The agency then asked why the exporter calculated its cost-based data on quarterly pricing information. The respondent said it did so because the cost of slab varies greatly depending on the type and it fluctuates over time. In the review's preliminary results, Commerce found that quarterly cost methodology was not warranted, leading it to compare most of the respondent's U.S. sales to only two home market sales with much higher prices made closer to the end of the review period, distorting the dumping margin.

Officine said it submitted a case brief contesting this decision, showing that its cost of manufacturing jumped by over 25% during the review period and that its costs and net price are "reasonably correlated." Nevertheless, Commerce again rejected the quarterly cost methodology, claiming it didn't use the method since the exporter did not request that Commerce consider applying the methodology before the preliminary results.
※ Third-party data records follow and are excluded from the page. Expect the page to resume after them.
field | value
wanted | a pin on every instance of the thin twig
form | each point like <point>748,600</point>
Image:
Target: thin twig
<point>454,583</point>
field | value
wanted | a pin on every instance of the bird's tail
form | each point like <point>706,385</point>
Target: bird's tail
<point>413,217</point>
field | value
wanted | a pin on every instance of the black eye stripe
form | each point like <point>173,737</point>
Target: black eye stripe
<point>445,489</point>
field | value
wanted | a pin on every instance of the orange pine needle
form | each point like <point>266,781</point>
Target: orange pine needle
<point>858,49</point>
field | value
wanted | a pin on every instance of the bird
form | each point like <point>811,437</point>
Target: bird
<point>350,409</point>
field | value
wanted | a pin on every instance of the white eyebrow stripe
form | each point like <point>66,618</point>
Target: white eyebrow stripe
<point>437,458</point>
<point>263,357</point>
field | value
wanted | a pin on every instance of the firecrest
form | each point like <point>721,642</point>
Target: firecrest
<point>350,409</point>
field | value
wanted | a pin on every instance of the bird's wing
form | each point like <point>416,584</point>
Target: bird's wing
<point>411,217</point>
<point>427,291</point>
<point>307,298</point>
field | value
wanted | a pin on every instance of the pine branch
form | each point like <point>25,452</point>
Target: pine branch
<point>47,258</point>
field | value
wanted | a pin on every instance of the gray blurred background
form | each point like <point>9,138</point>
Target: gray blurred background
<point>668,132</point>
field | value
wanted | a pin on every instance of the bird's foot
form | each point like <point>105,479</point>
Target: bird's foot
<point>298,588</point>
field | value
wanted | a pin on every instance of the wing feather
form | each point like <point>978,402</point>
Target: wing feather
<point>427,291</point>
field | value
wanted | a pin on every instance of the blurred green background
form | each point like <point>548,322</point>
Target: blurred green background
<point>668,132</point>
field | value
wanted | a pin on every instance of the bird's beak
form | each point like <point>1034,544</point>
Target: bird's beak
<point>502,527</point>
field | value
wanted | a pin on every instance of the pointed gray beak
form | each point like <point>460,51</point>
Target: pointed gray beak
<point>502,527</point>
Taking to the trade court, the exporter said that this was not the case. "[Commerce's explanation] is contrary to Commerce’s statement that it has already conducted such analysis before issuing the preliminary results," the brief said. "Moreover, Commerce has used its questionnaires and verification process to test the accuracy of the quarterly costs reported by OTS. Therefore, the fact that the record did not include the weighted average version of the quarterly costs was irrelevant for the purposes of testing accuracy of the reported costs."

In past AD reviews, Commerce has established a practice of using quarterly cost methodology, which employs the method when a respondent's cost of manufacturing has changed by over 25% during the review period and the cost of manufacturing and net price are reasonably correlated, Officine said. As both of these factors were true in Officine's case, the exporter said the agency should have used the quarterly cost methodology.